Steve cites a number of reasons why news should be avoided, which can be roughly summarized as news is a short-sighted, biased, negative, selective, irrelevant, shallow, untrustworthy, inactionable and redundant source of information. Even with truly quality news sources these points all apply in some doses, but if most of the news you receive is inactionable then I say that the root problem is you are listening to the wrong news!
I have several fields of interest, of which business and computer technology are of highest relevance to my daily life. I like to keep on top of them for a number of reasons, and sometimes the highly summarized trendy myopic news media suffices. Where Steve has taken an extreme approach of avoiding all news, I simply stay away from the stuff that holds no value to me. I’ve found that a great way to do that this is through RSS feeds, so long as your RSS reader isn’t setup in a way that is visible during work. I have my RSS feeds setup in my GMail account, which I check roughly twice a day. I click the interesting headlines that show up, while my brain automatically filters out those that aren’t relevant.
What do I gain from not blocking myself off from the news media?
- Inspiration. Whether I need a blog post topic or I’m on the lookout for a new business idea, being exposed to current topics provides fuel for new ideas. Sometimes the greatest breakthrough could be in taking an idea from a different discipline and applying it to something relevant to me.
- Competitive information. Knowing how the market is doing, what certain companies are up to, and what sort of business and technology advances are out there, or just what’s hot provides plenty of material relevant to my business making decisions.
- Awareness of trends. Since the news media is indeed myopic, profit-oriented, and controls heavily what people discuss, it provides a good idea of what the current trendy issues are in a particular subject area.
- Avoiding becoming myopic myself. It’s fine and well to focus on and become an expert in a chosen field, but I don’t want to feel like I am living under a rock. That’s where the stereotypes like the PhD genius who is completely oblivious to the world around him come from.
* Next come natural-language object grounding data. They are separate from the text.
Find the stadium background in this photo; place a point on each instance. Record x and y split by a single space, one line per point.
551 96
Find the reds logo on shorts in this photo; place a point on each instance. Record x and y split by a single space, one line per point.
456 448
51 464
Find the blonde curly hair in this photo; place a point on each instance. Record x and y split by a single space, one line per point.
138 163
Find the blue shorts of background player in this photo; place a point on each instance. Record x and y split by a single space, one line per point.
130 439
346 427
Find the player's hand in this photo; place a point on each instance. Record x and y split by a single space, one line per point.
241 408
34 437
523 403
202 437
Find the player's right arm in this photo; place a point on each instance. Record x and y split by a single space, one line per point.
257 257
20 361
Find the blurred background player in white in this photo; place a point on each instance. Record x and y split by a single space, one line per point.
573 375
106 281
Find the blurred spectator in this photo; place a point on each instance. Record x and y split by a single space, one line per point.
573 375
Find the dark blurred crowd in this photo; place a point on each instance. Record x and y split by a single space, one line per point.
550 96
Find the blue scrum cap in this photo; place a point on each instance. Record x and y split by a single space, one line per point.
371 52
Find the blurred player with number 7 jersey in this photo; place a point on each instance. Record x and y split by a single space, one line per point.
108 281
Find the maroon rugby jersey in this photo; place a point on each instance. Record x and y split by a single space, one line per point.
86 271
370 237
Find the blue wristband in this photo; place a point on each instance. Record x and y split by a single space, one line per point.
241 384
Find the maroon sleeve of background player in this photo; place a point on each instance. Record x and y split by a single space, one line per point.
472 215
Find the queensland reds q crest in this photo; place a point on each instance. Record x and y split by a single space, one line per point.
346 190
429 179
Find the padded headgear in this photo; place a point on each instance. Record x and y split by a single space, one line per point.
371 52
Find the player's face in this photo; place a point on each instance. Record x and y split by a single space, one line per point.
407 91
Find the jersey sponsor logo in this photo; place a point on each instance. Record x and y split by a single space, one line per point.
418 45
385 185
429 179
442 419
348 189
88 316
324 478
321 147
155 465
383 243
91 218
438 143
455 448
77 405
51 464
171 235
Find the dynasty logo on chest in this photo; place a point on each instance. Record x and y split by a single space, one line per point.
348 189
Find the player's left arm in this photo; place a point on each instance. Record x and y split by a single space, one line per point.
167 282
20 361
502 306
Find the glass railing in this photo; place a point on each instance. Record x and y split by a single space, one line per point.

- Enjoyment. I find it genuinely interesting to know about some of the things that are going on in this world. The news media places under my nose topics that I would never actively seek out myself, such as the discovery of a new cancer cure or a NASA space mission.
I should also not forget to mention that I’ll know when the planet is evacuating long before Steve
It all comes down to expanding your horizons intelligently, and regardless of its flaws the news media is a highly valuable tool when its user knows of its limitations. Do not forget that other sources of information have their own human-induced faults and should all be scrutinized carefully. The moment a source of information becomes trusted blindly it automatically becomes a source of propaganda.